Friday, September 28, 2012

Mozzarella fail

Buoyed by a few different recipes extolling the virtues of how 'easy' making mozzarella would be I thought I'd give it a go.  Although edible items seem to cost an arm and a leg here in der Schweiz, mozzarella is fairly affordable, so it isn't even like I'm saving money on this endeavor.  I guess you could say that I'm doing it for the love of cheese, new experiences, and, let's face it, because I don't really have a life here.  What I hadn't really counted on was the difficulties I would have converting the US recipes into metric measurements, among other things.

Gallons to liters seemed to give me the biggest pain in the rump.  Apparently, one gallon roughly equals 3.78 liters.  I'm good with the 3 liters part, but how much is the .78?  I also found that recipes from back home rely on forms of rennet that seemingly can't be found here.  Back home, rennet, veggie or animal, comes in either tablet or liquid form.  Here in Zurich, I was only able to find rennet in powdered form.

So when the recipes I encountered called for either a 'half tablet of rennet or 1/4 tsp. liquid rennet' then I was sort of at a loss.  Would a 1/4 tsp. of powdered rennet equal a 1/4 tsp. of liquid rennet?  I had my doubts...  A few helpful people sent me a link to a groovy site called New England cheese making supply company and one in particular gave me the approx. measurement for powdered rennet in a recipe calling for two gallons of milk.  Thank you, again, helpful people!

Sadly, it was my floundering around the kitchen with old pots and new tools and no idea of what I was doing, really, that made the mozz flop.

The lame bits:
*I'd over-heated the milk straight away.
*I'd forgotten to add the citric acid before (over)heating the milk.
*I could not actually read the thermometer as it was mostly submerged in milk.
*My pot was too shallow and the thermometer kept slipping down the pot as it couldn't properly clip on the side.
*Strangely, all the recipes I could find had a microwave component (Really?  You're going back-to-basics with the whole cheese-making thing, but using a freakin' microwave?!) and I don't own a microwave, so I had to improvise and did so badly.

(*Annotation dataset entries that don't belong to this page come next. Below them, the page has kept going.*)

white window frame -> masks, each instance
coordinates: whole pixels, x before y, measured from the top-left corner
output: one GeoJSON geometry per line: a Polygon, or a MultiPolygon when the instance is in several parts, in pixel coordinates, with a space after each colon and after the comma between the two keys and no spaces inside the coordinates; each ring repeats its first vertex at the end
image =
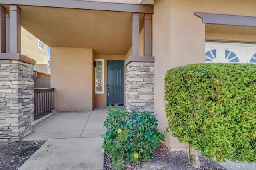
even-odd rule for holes
{"type": "Polygon", "coordinates": [[[44,43],[43,43],[42,41],[40,41],[38,39],[38,48],[40,48],[41,49],[42,49],[43,50],[44,49],[44,43]],[[41,42],[42,43],[43,43],[43,48],[42,48],[42,47],[41,47],[39,46],[39,42],[41,42]]]}
{"type": "Polygon", "coordinates": [[[96,59],[94,60],[96,61],[101,61],[102,62],[102,92],[98,92],[97,91],[97,84],[96,82],[96,78],[97,77],[97,66],[96,66],[96,67],[95,68],[95,94],[103,94],[104,93],[104,60],[103,59],[96,59]]]}
{"type": "MultiPolygon", "coordinates": [[[[250,62],[250,56],[248,55],[252,51],[256,50],[255,44],[206,42],[205,53],[212,49],[216,49],[216,55],[217,57],[215,63],[225,63],[225,59],[220,57],[225,56],[225,50],[227,49],[234,51],[236,53],[239,59],[239,63],[255,64],[255,63],[250,62]],[[243,55],[243,54],[245,55],[243,55]]],[[[205,61],[205,63],[212,62],[205,61]]]]}

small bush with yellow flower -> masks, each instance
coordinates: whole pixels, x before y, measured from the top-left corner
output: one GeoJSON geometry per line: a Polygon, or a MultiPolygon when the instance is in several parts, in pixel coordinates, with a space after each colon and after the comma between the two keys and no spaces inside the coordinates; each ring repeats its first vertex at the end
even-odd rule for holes
{"type": "Polygon", "coordinates": [[[107,131],[102,135],[102,148],[112,166],[123,169],[128,164],[140,166],[142,161],[150,161],[160,141],[164,141],[166,137],[158,131],[155,115],[111,105],[110,109],[104,123],[107,131]]]}

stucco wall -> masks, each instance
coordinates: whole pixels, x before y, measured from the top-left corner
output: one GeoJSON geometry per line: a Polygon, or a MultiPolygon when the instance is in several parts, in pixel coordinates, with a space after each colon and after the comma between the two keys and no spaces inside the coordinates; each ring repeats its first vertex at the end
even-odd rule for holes
{"type": "MultiPolygon", "coordinates": [[[[104,60],[104,93],[102,94],[95,94],[94,91],[94,107],[106,107],[107,106],[107,60],[125,60],[125,55],[94,55],[94,59],[103,59],[104,60]]],[[[125,72],[126,70],[125,70],[125,72]]],[[[95,72],[94,73],[95,74],[95,72]]],[[[124,74],[125,75],[125,74],[124,74]]],[[[94,78],[94,81],[95,79],[94,78]]],[[[95,87],[94,87],[95,89],[95,87]]]]}
{"type": "MultiPolygon", "coordinates": [[[[155,57],[155,113],[159,128],[165,130],[164,78],[168,69],[182,65],[204,63],[206,31],[202,19],[194,12],[201,12],[256,16],[256,1],[246,0],[155,0],[153,15],[153,55],[155,57]]],[[[246,33],[244,33],[244,34],[246,33]]],[[[250,39],[249,35],[206,33],[208,38],[250,39]],[[235,37],[235,38],[234,38],[235,37]]],[[[169,134],[166,144],[178,150],[184,145],[169,134]]]]}
{"type": "Polygon", "coordinates": [[[51,48],[51,87],[55,110],[92,110],[92,49],[51,48]]]}
{"type": "Polygon", "coordinates": [[[36,60],[34,70],[47,73],[47,46],[38,47],[38,39],[21,27],[21,54],[36,60]]]}

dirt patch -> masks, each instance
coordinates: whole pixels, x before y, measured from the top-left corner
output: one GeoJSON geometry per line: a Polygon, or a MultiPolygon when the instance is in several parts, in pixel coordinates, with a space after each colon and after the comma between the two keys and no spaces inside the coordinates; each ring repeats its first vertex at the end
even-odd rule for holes
{"type": "Polygon", "coordinates": [[[18,169],[45,142],[0,142],[0,170],[18,169]]]}
{"type": "MultiPolygon", "coordinates": [[[[145,162],[140,168],[141,170],[223,170],[226,169],[212,159],[200,157],[200,168],[195,168],[189,164],[187,153],[185,151],[170,152],[165,146],[162,145],[157,148],[157,152],[153,155],[152,162],[145,162]]],[[[111,162],[106,155],[104,158],[104,170],[113,170],[111,162]]],[[[135,165],[126,166],[126,170],[138,170],[135,165]]]]}

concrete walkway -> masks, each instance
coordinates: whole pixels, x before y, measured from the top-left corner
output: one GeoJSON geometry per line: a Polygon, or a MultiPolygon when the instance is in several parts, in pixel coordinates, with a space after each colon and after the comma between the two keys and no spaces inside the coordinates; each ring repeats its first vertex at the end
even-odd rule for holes
{"type": "Polygon", "coordinates": [[[100,135],[108,110],[53,112],[36,121],[23,140],[47,141],[19,169],[103,169],[100,135]]]}

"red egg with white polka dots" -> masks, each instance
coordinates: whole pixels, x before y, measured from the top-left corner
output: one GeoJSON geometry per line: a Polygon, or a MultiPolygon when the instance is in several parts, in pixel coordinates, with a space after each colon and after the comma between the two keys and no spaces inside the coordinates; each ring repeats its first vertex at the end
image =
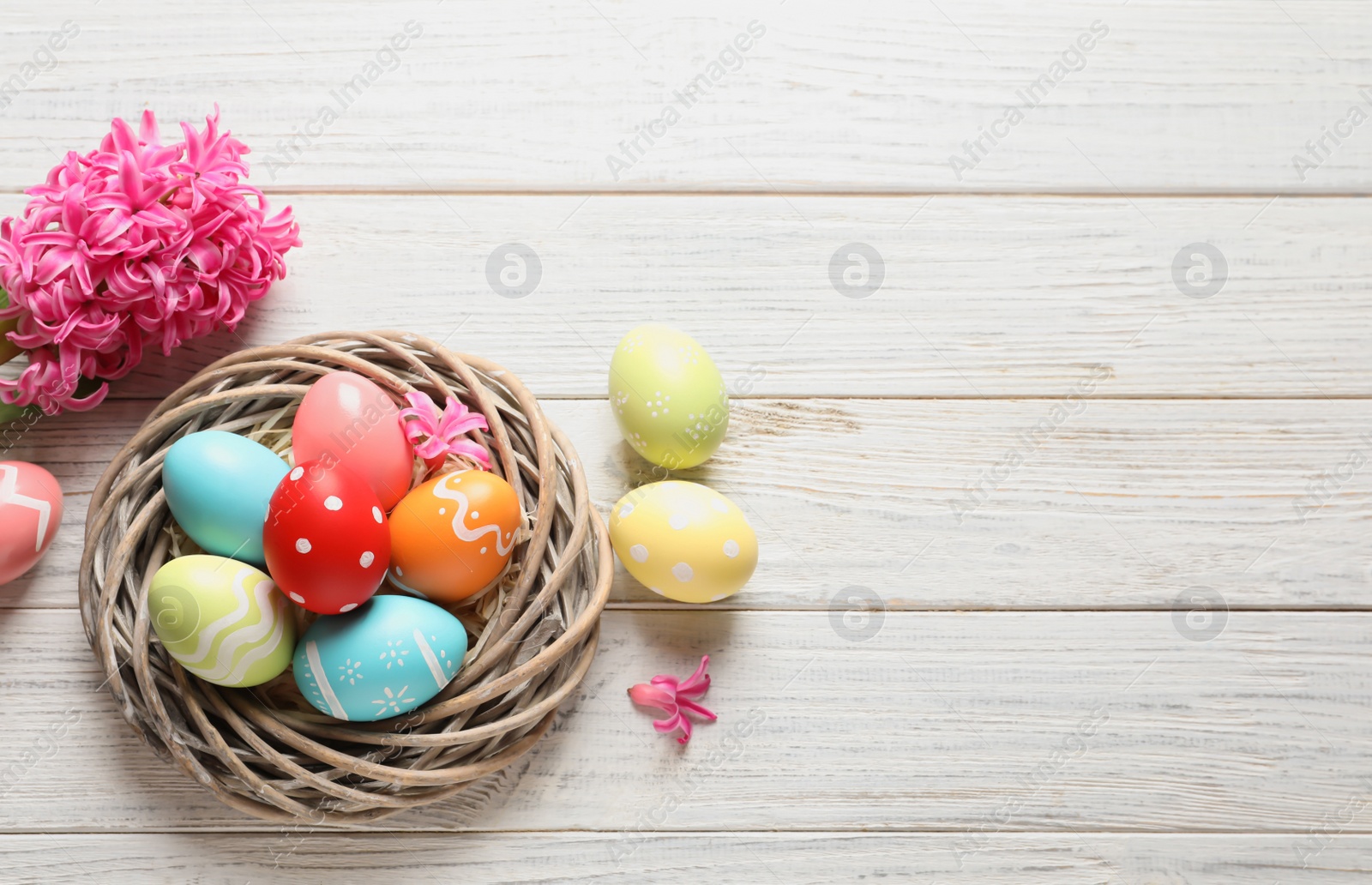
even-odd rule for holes
{"type": "Polygon", "coordinates": [[[268,572],[292,601],[338,615],[381,586],[391,528],[365,479],[346,467],[305,461],[272,494],[262,549],[268,572]]]}

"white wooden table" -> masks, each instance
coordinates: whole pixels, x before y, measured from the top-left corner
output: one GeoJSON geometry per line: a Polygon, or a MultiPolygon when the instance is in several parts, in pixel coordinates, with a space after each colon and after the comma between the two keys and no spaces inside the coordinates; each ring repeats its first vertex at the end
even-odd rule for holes
{"type": "Polygon", "coordinates": [[[67,515],[0,589],[0,881],[1372,870],[1367,4],[7,0],[0,32],[0,214],[111,117],[218,102],[305,239],[237,335],[8,456],[67,515]],[[506,243],[542,265],[521,298],[506,243]],[[536,751],[384,826],[263,825],[139,744],[75,568],[158,398],[244,344],[418,331],[523,376],[608,512],[649,476],[604,401],[646,320],[734,392],[685,476],[752,519],[744,593],[620,572],[536,751]],[[682,752],[624,689],[702,653],[720,719],[682,752]]]}

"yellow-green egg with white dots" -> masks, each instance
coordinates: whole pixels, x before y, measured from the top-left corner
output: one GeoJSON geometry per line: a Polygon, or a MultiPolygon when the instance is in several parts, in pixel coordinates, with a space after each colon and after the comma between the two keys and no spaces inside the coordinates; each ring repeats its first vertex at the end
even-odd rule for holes
{"type": "Polygon", "coordinates": [[[630,575],[678,602],[718,602],[757,568],[757,535],[744,512],[700,483],[628,493],[609,515],[609,539],[630,575]]]}
{"type": "Polygon", "coordinates": [[[619,342],[609,405],[634,451],[674,471],[715,454],[729,429],[729,394],[715,361],[667,325],[641,325],[619,342]]]}

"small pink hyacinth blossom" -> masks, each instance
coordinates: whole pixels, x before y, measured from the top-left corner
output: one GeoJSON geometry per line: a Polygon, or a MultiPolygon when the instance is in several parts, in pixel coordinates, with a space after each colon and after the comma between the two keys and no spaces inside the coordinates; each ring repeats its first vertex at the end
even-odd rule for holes
{"type": "Polygon", "coordinates": [[[401,427],[405,438],[414,446],[414,454],[425,461],[449,454],[465,456],[476,461],[482,469],[491,469],[491,458],[480,443],[466,439],[475,429],[490,429],[486,416],[472,412],[457,399],[449,397],[443,413],[427,394],[412,391],[405,394],[409,409],[401,409],[401,427]]]}
{"type": "Polygon", "coordinates": [[[29,357],[18,379],[0,379],[0,401],[91,409],[145,349],[235,328],[285,276],[299,225],[289,207],[269,215],[241,180],[248,148],[220,132],[218,107],[204,122],[163,144],[152,111],[137,132],[115,119],[97,150],[67,152],[26,191],[23,214],[0,221],[0,321],[29,357]],[[102,383],[78,395],[82,379],[102,383]]]}
{"type": "Polygon", "coordinates": [[[711,722],[718,719],[715,713],[696,703],[697,698],[709,690],[707,667],[709,667],[709,654],[701,656],[700,667],[685,679],[678,682],[676,676],[653,676],[650,685],[638,683],[630,689],[628,698],[639,707],[656,707],[664,711],[667,719],[654,719],[653,727],[663,734],[670,734],[681,729],[682,735],[676,738],[676,742],[686,744],[690,741],[691,730],[691,722],[686,718],[687,711],[711,722]]]}

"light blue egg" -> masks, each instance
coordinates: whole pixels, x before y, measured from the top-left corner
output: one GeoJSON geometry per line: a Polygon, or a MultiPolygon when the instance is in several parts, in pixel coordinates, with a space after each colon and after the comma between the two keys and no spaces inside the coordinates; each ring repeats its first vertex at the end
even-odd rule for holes
{"type": "Polygon", "coordinates": [[[177,524],[206,553],[265,567],[266,505],[288,469],[247,436],[200,431],[167,449],[162,488],[177,524]]]}
{"type": "Polygon", "coordinates": [[[324,615],[295,646],[295,685],[321,713],[376,722],[407,713],[462,667],[466,630],[446,611],[375,595],[347,615],[324,615]]]}

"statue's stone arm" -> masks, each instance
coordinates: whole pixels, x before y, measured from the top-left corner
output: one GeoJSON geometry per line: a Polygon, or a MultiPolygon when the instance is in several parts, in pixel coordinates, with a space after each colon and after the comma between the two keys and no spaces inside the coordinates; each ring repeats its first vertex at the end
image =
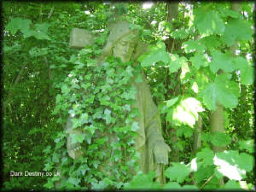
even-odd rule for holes
{"type": "Polygon", "coordinates": [[[144,125],[148,145],[153,150],[156,163],[168,164],[168,152],[171,148],[162,137],[160,113],[146,83],[143,86],[143,97],[144,125]]]}

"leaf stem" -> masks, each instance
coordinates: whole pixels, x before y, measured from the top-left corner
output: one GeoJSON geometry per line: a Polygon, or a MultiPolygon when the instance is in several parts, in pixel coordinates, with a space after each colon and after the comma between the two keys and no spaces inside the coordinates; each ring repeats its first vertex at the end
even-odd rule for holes
{"type": "Polygon", "coordinates": [[[211,81],[212,83],[214,83],[207,75],[206,75],[202,71],[200,71],[200,73],[201,73],[201,74],[203,74],[204,76],[206,76],[207,77],[207,79],[209,80],[209,81],[211,81]]]}

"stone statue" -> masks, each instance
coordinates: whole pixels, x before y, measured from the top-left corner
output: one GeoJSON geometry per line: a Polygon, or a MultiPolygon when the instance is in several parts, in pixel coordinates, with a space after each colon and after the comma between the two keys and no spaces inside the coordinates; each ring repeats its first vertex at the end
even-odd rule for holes
{"type": "MultiPolygon", "coordinates": [[[[130,24],[126,21],[117,21],[110,26],[110,33],[107,43],[102,49],[102,56],[98,58],[98,65],[104,62],[108,55],[120,58],[122,62],[132,61],[133,65],[137,64],[137,57],[146,52],[143,44],[138,41],[138,31],[131,30],[130,24]]],[[[165,183],[164,165],[168,163],[169,146],[165,143],[161,135],[161,124],[160,113],[154,104],[152,96],[147,84],[144,74],[142,83],[136,83],[132,80],[133,85],[137,88],[136,105],[142,114],[137,118],[139,125],[137,137],[135,138],[135,148],[140,153],[138,160],[140,170],[147,173],[148,171],[154,171],[156,180],[165,183]]],[[[67,151],[69,155],[76,159],[83,155],[83,148],[79,145],[71,145],[69,134],[73,131],[82,132],[78,129],[72,130],[72,123],[69,120],[66,125],[67,133],[67,151]]],[[[114,139],[114,138],[113,138],[114,139]]]]}

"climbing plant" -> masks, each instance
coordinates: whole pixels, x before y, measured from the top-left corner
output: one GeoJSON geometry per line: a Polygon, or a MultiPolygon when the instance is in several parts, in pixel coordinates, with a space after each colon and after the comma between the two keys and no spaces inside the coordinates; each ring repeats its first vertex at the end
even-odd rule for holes
{"type": "Polygon", "coordinates": [[[238,4],[3,2],[3,188],[255,189],[255,8],[238,4]],[[137,66],[109,57],[96,67],[114,15],[125,15],[149,45],[137,66]],[[92,32],[95,44],[70,49],[73,27],[92,32]],[[141,80],[140,70],[172,150],[163,186],[154,172],[137,172],[139,113],[130,82],[141,80]],[[221,131],[212,131],[217,112],[221,131]],[[87,153],[75,160],[66,147],[69,116],[82,127],[72,143],[87,153]],[[11,174],[26,171],[61,176],[11,174]]]}

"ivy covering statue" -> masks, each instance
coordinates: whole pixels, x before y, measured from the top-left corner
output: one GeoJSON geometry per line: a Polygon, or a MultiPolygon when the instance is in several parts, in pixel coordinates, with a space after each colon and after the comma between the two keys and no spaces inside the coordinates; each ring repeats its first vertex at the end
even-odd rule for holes
{"type": "MultiPolygon", "coordinates": [[[[123,63],[129,62],[131,66],[138,65],[137,60],[139,55],[146,52],[145,44],[138,41],[139,31],[131,29],[127,21],[119,20],[110,26],[110,33],[102,49],[102,55],[97,59],[96,67],[104,65],[104,62],[111,55],[121,61],[123,63]]],[[[131,84],[136,87],[135,105],[131,108],[137,108],[140,115],[135,118],[138,129],[135,137],[135,149],[139,152],[139,170],[144,173],[149,171],[155,172],[155,178],[160,183],[165,183],[164,165],[168,163],[169,146],[165,143],[161,134],[161,123],[160,113],[154,104],[149,91],[148,85],[143,72],[139,74],[141,81],[136,82],[137,78],[132,77],[131,84]]],[[[85,155],[84,148],[80,143],[72,143],[72,134],[86,134],[82,129],[73,129],[72,117],[68,118],[65,127],[67,137],[67,148],[70,157],[78,159],[85,155]]],[[[99,132],[97,133],[99,134],[99,132]]],[[[113,134],[109,137],[108,145],[111,142],[118,142],[118,137],[113,134]]],[[[103,150],[103,149],[102,149],[103,150]]],[[[122,150],[119,148],[119,150],[122,150]]],[[[105,161],[111,165],[109,160],[105,161]]],[[[104,166],[101,165],[104,172],[104,166]]]]}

It'd post pics of my mozz debacle, but, really, the cheese-y bits looked so effin pathetic, that I just can't bring myself to show all of you.

Even though the end product looked a bit like yellow-y cottage cheese all pressed together in a loose-looking log, I have to say that it didn't taste too bad.  It was actually a bit sweeter than I anticipated it would be, so that was something.  However, because it looked so icky, I just couldn't bear to keep it around.

1.10.12: picture update for Juanita
In lieu of a microwave I'm boiling the slop that is actually already ruined!


  1. Hey, we all get to celebrate our successes and failures on our blogs! Wouldn't mind seeing a pic of your cottage-cheese-mozz.

  2. I see you what you mean. Thanks for the picture!

    You know what, it doesn't look all that bad. Now you just need to find yourself a cheesecloth, to sieve and compact all the 'cottage cheesy' clumps together. I once made Paneer like that.
    And if you're wondering where to get cheesecloth, I once saw them in Manor. In the cooking wares section, close to the baking / jam-making section. I hope they didn't run out of stock or moved things about; my observation is a couple years' old.
    If that fails, I am happy to send you mine :)

  3. Yes, cheese cloth would be a help. I think I actually might have some tucked away somewhere in the kitchen pantry.